Além do pedido de indenização, o MP solicitou uma tutela de urgência para que Virginia retire imediatamente das redes sociais conteúdos publicitários relacionados a apostas que prometam ganhos irreais, possam induzir consumidores ao erro, incentivem apostas em equipes, eventos ou condições esportivas específicas ou utilizem publicidade disfarçada e outras práticas consideradas abusivas.

Na ação, o promotor afirma que o objetivo não é apenas reparar eventuais danos causados, mas também impedir que esse tipo de publicidade continue sendo veiculado. O documento cita campanhas divulgadas durante a Copa e menciona uma ação promocional envolvendo uma partida entre Argentina e Cabo Verde como exemplo de publicidade que, segundo o MP, teria potencial para induzir consumidores ao erro.

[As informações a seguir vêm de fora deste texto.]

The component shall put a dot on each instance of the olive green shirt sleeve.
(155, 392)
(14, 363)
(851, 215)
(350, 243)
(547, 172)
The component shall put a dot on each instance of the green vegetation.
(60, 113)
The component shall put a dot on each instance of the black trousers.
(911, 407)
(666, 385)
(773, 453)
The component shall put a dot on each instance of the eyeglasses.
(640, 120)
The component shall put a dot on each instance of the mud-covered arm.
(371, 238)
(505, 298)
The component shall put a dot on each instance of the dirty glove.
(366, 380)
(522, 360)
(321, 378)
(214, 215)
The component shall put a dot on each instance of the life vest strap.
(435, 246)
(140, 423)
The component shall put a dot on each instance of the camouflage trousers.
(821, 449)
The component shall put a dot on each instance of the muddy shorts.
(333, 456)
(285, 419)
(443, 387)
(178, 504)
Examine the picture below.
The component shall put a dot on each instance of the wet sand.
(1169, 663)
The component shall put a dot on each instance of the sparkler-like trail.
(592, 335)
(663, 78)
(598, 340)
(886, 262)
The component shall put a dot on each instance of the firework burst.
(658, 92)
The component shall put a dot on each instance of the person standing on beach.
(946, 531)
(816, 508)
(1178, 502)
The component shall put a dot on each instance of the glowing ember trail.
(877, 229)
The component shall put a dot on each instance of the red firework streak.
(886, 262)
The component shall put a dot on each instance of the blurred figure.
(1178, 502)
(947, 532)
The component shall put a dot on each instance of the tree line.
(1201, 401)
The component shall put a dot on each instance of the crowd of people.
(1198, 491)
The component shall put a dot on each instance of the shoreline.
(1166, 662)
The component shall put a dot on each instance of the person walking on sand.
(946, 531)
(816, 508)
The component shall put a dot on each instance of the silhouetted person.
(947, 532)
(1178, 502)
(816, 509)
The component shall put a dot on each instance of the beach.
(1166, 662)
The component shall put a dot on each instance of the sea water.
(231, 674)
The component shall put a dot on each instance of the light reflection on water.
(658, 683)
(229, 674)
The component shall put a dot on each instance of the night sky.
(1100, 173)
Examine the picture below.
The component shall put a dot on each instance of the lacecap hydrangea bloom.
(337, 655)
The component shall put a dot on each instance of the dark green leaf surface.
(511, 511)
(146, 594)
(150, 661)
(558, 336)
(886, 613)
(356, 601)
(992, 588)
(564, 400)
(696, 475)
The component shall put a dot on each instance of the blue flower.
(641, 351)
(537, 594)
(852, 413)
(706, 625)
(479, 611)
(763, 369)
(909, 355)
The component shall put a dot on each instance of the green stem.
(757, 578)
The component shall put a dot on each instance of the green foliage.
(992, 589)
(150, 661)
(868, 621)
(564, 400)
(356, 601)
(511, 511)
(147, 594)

Caso a indenização seja determinada pela Justiça, o Ministério Público pede que os recursos sejam destinados, preferencialmente, a programas sociais, educativos e de saúde mental voltados a consumidores e apostadores ou ao Fundo de Defesa de Direitos Difusos (FDD).

A ação civil pública é um instrumento jurídico utilizado para proteger interesses coletivos e pode ser usada para responsabilizar pessoas ou empresas por danos causados à sociedade ou a grupos específicos.

Depoimento na CPI das Bets

Em maio de 2025, Virginia Fonseca participou, como testemunha, da Comissão Parlamentar de Inquérito (CPI) das Bets, no Senado Federal. Na ocasião, ela afirmou que não se arrependia das publicidades realizadas para empresas de apostas e disse que não tinha como ajudar seguidores que relatavam problemas com jogos.

Durante o depoimento, a influenciadora também declarou que sempre seguiu a legislação vigente e alertou seus seguidores sobre os riscos das apostas. Ela afirmou ainda que seus contratos não possuem a chamada “cláusula da desgraça”, que não utiliza sua conta pessoal de apostas para gravar conteúdos publicitários e que mantém contrato com a Blaze, mas não mais com a Esportes da Sorte.

O que diz a Blaze

Em nota, a Foggo Entertainment Ltda., responsável pela operação da marca Blaze no Brasil, informou que ainda não foi formalmente intimada sobre a ação proposta pelo MPDFT.

A empresa afirmou que atua em conformidade com a legislação e as normas em vigor no país, seguindo práticas de transparência, segurança dos usuários e diretrizes de jogo responsável. A Blaze também declarou que prestará todos os esclarecimentos necessários às autoridades assim que for oficialmente notificada.